Until we speak again, New Orleans is a melting pot of influences, ideas, atmosphere and experiences, of cultures, a complex range of local cuisines, the birthplace of great musical traditions. Depending on your personal tastes and who you are it’s a friendly and welcoming place. You can take it or leave it, because essentially…

Feel the Big Easy

“See me, feel me, touch me, heal me”, as the famous lyrics go from The Who. But what does this matter in the grand scheme of things down New Orleans way?

Well… “A horse walks into a bar, and the bartender says what’s with the long face?” It might sound like the lead in to a comedy routine, but it is just something you might see on an ordinary day in New Orleans…

It is easy enough to ‘see‘ New Orleans… the all-out alcohol theme park that is Bourbon Street, embellished with ubiquitous beads, as it provides the backdrop to a perennial staging of the brotherhood and sisterhood of global redneckery. The hobos competing for hard earned dollars that the tourists wish only to pour down their own throats. The quintessentially potholed grime of French Quarter chic.

Kenaz Filan vividly captures the ‘seeing‘ of New Orleans as “a hospice where morals and good character could die in a suitably entertaining fashion.” Probably most usually accompanied with a suitable greeting and copious amounts of your favourite liquid…

But, is it enough just to ‘see‘ New Orleans? I guess for the inebriated it is, but this is so much more than a city… this is a way of life wrapped up in a diverse cultural history and presented through the medium of a multicultural human gumbo.

Look a little closer and you might just experience a whole new world of beauty and wonder. Because to get to know New Orleans you need to ‘feel‘ the real Nou Awlings.

It may be indelibly stamped with the sounds of jazz and the blues, most evocatively experienced by the street procession behind a traditional New Orleans brass band…

… but why not also listen a little closer to the daily soundtrack… that of competing freight train and steamboat horns that blast across the city; and the churning of streetcar wheels grinding through spacious avenues. Not to say of the constant chatter of back stories and life’s experiences being exchanged in the cauldron-like heat of the day.

However, for a recognizably noisy metropolis there is no shortage of places for quiet contemplation. This is a city truly ‘born on a bayou’, a remnant of which is routinely ignored by tourists who only see City Park on the opposite side of the streetcar terminus. But, for those with a fuller functioning compass, tranquility and a little historic charm (e.g. Pitot House) await…

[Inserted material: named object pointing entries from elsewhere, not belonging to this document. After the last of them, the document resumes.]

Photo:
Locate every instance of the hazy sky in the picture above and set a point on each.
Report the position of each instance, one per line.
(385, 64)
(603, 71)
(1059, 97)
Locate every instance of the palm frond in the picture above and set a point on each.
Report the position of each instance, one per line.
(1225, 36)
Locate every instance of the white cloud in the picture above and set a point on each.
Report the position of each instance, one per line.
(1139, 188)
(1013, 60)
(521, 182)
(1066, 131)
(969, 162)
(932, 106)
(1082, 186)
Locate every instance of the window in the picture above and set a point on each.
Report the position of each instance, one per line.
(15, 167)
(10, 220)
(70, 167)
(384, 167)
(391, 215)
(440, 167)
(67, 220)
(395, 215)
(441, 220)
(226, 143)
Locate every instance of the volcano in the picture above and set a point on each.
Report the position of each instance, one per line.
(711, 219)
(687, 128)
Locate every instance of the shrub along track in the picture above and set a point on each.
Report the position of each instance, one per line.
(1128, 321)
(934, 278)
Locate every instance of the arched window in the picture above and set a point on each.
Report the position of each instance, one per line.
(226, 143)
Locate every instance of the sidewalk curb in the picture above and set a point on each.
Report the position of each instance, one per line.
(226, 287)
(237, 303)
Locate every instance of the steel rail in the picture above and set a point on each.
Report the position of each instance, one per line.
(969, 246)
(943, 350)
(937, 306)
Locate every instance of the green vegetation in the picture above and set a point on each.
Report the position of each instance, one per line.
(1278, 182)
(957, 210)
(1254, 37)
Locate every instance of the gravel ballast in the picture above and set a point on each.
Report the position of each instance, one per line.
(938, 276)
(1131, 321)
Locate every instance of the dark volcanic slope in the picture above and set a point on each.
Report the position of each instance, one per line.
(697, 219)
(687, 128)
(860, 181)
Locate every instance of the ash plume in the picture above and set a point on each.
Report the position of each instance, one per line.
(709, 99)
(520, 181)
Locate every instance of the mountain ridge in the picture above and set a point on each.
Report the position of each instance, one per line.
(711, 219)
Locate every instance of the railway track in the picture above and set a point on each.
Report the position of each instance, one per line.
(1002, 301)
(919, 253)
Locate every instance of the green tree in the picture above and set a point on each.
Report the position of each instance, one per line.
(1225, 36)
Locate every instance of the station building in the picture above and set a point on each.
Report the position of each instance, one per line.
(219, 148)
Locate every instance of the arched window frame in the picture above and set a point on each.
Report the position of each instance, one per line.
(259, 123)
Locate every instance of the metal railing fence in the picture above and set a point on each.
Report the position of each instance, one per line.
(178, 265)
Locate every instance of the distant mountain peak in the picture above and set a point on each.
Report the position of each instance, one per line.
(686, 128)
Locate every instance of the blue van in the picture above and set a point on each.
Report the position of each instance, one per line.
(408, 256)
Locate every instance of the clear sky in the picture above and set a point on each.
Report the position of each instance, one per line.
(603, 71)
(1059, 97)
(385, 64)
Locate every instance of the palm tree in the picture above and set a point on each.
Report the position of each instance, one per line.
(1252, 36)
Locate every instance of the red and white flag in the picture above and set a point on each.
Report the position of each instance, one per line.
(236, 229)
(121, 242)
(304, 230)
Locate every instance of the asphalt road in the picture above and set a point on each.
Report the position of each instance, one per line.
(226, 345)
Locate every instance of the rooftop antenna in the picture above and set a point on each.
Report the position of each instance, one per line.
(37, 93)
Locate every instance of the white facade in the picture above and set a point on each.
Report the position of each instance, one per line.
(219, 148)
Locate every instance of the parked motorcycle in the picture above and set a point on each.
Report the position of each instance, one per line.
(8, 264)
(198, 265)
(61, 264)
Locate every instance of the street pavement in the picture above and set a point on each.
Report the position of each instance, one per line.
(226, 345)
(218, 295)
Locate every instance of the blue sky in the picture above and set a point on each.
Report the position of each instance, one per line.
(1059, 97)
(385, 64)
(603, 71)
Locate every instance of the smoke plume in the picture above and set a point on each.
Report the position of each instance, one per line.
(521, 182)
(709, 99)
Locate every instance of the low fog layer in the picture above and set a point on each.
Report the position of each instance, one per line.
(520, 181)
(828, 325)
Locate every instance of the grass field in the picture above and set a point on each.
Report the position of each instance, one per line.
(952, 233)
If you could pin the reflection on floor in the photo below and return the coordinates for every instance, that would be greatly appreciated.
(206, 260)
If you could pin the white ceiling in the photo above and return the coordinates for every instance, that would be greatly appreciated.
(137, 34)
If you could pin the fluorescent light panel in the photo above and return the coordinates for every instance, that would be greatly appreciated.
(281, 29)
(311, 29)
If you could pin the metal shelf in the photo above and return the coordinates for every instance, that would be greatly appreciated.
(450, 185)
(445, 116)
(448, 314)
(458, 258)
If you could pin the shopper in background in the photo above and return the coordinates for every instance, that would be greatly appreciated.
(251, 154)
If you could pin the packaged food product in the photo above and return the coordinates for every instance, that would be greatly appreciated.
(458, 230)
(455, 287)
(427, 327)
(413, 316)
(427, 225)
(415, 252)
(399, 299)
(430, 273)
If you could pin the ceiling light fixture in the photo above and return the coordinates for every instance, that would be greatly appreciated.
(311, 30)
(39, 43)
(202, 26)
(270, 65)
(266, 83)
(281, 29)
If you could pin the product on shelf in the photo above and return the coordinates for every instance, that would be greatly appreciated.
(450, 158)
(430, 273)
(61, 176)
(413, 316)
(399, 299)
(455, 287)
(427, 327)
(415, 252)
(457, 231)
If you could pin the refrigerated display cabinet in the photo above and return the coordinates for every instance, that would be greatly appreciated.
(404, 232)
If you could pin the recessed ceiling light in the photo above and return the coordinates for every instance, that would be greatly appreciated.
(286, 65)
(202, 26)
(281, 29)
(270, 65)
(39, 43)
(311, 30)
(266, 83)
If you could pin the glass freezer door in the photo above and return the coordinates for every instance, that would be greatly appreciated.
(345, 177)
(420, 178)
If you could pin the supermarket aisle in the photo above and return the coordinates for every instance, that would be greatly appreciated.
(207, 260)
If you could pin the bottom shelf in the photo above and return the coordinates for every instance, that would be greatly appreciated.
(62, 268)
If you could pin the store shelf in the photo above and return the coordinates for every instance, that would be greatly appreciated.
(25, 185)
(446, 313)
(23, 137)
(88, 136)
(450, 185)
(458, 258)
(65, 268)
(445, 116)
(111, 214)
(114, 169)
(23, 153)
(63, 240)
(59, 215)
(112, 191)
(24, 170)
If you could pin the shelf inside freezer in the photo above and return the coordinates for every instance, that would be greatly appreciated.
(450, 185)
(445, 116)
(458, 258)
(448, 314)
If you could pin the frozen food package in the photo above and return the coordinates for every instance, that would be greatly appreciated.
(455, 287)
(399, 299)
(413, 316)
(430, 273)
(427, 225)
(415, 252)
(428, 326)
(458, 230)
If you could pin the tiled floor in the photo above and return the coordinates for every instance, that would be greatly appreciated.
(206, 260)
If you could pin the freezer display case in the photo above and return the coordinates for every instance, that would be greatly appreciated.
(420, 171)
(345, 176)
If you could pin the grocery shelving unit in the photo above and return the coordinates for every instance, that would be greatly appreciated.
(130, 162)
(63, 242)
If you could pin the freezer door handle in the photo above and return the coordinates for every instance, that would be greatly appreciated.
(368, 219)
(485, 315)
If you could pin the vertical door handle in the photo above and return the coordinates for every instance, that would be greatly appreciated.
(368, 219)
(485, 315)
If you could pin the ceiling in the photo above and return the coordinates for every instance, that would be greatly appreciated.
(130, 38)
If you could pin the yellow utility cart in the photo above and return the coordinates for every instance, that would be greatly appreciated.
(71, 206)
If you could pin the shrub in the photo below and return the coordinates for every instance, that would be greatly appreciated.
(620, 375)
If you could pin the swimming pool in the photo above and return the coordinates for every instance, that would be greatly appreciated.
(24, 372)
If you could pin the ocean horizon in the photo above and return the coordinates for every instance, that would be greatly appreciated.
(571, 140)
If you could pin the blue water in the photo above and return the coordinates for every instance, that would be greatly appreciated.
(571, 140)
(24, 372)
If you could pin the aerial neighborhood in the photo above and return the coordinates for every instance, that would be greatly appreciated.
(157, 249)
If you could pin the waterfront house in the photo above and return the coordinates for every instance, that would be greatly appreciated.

Then again, if reinventing gravity is your thing, the meditation garden in Audubon Park offers up an Isaac Newton experience, as your breathing exercises are occasionally interrupted by acorns falling from the overhanging oaks…

The French Quarter may be a hotbed of Spanish and Creole architecture, but this is a city of Cajun influences amongst so many other immigrant representatives. Once you have got your head around the voodoo intsrpretations of Gris-Gris Gumbo Ya-Ya, the street names of Tchopitoulas, Terpsichore and Capdeville, then prepare your tongue for Crawfish Etouffee, Okra and Louisiana Seafood Gumbo, Beef Po Boys, Jambalaya, Muffulettas, and Alligator Sausage. But make your choice of establishment a little more discerning… why settle for a faux tourist French Quarter restaurant when the real deal is a shack only 15 minutes walk away at Li’l Dizzy’s in the Treme?

Then there is the quintessential flirtation with death! They might offer some lotions and potions to hold back the grim reaper, but don’t bet on it…

… But, when the voodoo strikes you down, try reserving a plot in a city of above ground cemeteries that is constantly battling high water table and below sea level inevitabilities!

Be warned, nothing happens too quickly here; there is no better embodiment of the Welsh phrase “I’ll do it now, in a minute!” than a native or adopter of Nou Awlings. In fact, some take the slower pace of life to a whole new level…

And, with a view to doing their own thing, rather than following the spirit of America, just how un-American can you get? (Some things were just meant to rile those Fump Truckers!)…

Until we speak again, I make no apologies for reminding you of the prescient words of Dan Baum, that New Orleans is “a city-sized act of civil disobedience.” Come, look, but above all else, feel it!